武の稽古においても、日常生活においても、仕事や人さまとのお付き合いにおいても、、、さまざまな局面で相手との関係性があり、それは必ずしも友好的な関係ばかりではない。

そして自分にも相手にも理や都合というものがあり、時には相手を立てながら、時には相手を抑え込みながら、自分の願望や所信を徹すこともあります。

相手のあることですので、意に沿わない結果になることもあるでしょう。しかし結果はどうであれ、自分の伝えたいこと・守りたいもののために、自分の心技体を活かし切れたかどうかも大切です。

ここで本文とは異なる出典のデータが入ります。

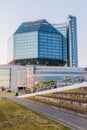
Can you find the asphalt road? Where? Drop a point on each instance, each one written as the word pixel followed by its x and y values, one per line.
pixel 72 121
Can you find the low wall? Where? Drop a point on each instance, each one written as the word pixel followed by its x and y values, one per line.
pixel 84 84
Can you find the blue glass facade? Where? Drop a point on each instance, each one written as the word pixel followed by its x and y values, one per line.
pixel 5 78
pixel 72 41
pixel 50 45
pixel 69 31
pixel 38 42
pixel 25 45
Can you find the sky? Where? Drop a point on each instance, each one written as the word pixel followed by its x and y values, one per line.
pixel 14 12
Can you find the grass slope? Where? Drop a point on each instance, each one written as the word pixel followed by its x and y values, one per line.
pixel 16 117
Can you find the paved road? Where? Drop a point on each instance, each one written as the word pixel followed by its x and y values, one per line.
pixel 72 121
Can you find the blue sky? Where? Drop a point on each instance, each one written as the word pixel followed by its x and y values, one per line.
pixel 14 12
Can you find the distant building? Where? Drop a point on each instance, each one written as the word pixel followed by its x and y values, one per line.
pixel 37 43
pixel 15 77
pixel 69 31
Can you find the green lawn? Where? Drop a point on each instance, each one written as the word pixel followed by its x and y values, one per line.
pixel 3 93
pixel 16 117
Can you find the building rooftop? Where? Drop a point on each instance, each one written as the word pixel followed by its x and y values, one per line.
pixel 40 25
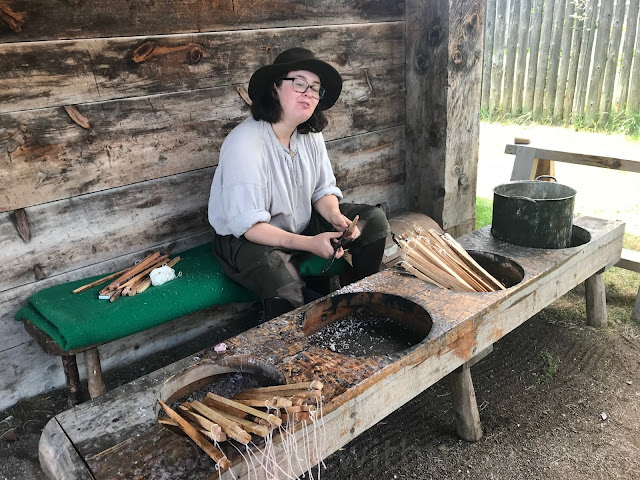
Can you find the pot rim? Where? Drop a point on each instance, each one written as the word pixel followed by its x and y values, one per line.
pixel 514 182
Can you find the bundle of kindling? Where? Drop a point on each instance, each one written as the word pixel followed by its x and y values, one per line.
pixel 132 280
pixel 441 261
pixel 258 411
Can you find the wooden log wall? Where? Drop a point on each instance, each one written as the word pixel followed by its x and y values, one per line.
pixel 444 71
pixel 112 115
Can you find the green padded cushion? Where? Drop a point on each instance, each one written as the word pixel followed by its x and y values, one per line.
pixel 75 321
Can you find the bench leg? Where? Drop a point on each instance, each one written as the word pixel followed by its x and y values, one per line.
pixel 94 372
pixel 465 407
pixel 72 376
pixel 596 300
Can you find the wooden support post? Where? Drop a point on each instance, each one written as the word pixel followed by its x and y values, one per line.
pixel 72 376
pixel 94 372
pixel 465 407
pixel 444 43
pixel 596 300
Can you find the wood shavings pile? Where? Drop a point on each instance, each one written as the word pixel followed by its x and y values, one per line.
pixel 441 261
pixel 130 281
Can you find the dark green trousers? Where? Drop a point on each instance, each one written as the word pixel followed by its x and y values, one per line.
pixel 273 272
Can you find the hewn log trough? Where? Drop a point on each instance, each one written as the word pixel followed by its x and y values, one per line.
pixel 118 436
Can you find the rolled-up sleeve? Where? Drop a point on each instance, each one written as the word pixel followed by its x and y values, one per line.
pixel 326 180
pixel 239 192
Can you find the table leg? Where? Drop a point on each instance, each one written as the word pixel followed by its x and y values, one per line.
pixel 72 376
pixel 596 300
pixel 94 372
pixel 465 407
pixel 635 315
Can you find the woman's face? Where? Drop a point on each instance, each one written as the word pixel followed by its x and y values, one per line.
pixel 297 107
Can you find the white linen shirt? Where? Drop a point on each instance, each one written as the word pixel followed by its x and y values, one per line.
pixel 258 180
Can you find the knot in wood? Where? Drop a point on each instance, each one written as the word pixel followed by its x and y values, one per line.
pixel 474 21
pixel 143 52
pixel 457 57
pixel 342 59
pixel 435 35
pixel 421 62
pixel 195 54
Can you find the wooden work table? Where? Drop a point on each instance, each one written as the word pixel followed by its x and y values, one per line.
pixel 117 435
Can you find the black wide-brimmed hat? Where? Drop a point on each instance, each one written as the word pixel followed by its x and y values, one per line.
pixel 297 59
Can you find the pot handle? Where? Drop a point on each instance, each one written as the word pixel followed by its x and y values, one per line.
pixel 547 176
pixel 518 197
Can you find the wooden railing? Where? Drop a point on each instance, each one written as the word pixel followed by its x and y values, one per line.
pixel 532 161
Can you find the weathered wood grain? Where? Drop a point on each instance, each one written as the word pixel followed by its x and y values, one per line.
pixel 71 234
pixel 61 19
pixel 551 87
pixel 613 56
pixel 141 139
pixel 626 60
pixel 576 43
pixel 523 50
pixel 497 60
pixel 634 85
pixel 596 300
pixel 596 77
pixel 465 407
pixel 489 29
pixel 60 458
pixel 510 60
pixel 543 58
pixel 563 71
pixel 444 55
pixel 584 62
pixel 25 370
pixel 358 392
pixel 57 73
pixel 593 160
pixel 534 49
pixel 145 214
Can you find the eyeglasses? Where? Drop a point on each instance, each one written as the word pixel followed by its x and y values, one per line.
pixel 301 86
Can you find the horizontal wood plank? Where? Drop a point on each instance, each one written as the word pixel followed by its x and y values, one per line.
pixel 57 73
pixel 45 156
pixel 62 19
pixel 26 370
pixel 625 164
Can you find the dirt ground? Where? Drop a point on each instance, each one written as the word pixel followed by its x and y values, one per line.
pixel 557 399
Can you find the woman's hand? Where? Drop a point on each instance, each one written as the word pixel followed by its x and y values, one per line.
pixel 340 223
pixel 323 244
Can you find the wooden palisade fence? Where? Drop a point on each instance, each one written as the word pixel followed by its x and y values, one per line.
pixel 566 60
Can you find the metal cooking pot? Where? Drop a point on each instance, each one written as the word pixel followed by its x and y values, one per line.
pixel 533 213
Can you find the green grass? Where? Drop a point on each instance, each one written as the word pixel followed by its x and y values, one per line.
pixel 484 210
pixel 623 123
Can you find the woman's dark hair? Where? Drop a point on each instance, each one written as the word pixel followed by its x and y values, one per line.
pixel 268 108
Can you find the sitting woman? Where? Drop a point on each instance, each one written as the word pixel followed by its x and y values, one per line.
pixel 274 197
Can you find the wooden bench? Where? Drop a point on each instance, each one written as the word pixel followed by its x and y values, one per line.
pixel 91 354
pixel 532 161
pixel 84 323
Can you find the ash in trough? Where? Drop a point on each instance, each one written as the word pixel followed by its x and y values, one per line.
pixel 364 333
pixel 366 323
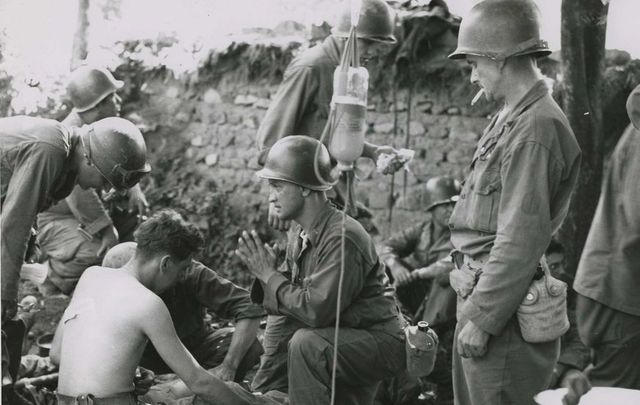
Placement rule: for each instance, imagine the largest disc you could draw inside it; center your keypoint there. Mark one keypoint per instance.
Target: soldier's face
(486, 73)
(286, 198)
(90, 177)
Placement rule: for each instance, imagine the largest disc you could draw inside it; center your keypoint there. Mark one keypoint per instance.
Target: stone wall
(210, 125)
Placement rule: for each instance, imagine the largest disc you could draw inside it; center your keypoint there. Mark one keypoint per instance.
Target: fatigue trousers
(209, 350)
(614, 337)
(511, 372)
(365, 358)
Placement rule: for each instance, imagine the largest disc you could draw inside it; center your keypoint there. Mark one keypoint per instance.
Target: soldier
(304, 292)
(76, 232)
(200, 289)
(114, 313)
(608, 305)
(516, 195)
(41, 161)
(418, 259)
(302, 103)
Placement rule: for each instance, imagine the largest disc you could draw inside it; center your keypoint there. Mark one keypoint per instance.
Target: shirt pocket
(485, 195)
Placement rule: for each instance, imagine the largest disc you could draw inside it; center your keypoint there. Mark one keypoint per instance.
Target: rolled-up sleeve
(314, 301)
(530, 174)
(221, 296)
(293, 98)
(35, 173)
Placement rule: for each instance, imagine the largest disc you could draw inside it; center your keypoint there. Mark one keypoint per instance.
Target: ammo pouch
(542, 315)
(463, 279)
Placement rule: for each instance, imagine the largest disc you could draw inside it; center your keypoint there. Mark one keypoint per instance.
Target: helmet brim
(268, 174)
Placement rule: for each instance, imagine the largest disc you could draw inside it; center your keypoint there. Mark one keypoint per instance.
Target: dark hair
(555, 247)
(166, 231)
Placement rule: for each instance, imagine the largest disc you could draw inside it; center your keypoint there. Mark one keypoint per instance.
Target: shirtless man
(102, 335)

男一匹、最大限に自分を出し切れれば、ベストの結果にはならなくとも次への展開が見えたり、次につながる手掛かりになったりするものです。

さて。

白いカーテンを取り除くためには気力が大事と澤井宗師は語っており、そのためには自分の持っているものを掘り下げることが不可欠なのだろうと思慮します。

私が今のところ考えているのは、、、

・白いカーテンを取り除いて自分のやるべきことを存分にやる。

・そのために、信ずるに足るだけのものを自分の中に確立する。

・それは何も目新しいものを引っ張って来るということではなく、自分の中にあるもの、師から授けられたものを掘り下げて「自家薬籠中の物」とする。

といったところでしょうか。

そんなことを心に置いて歩みます。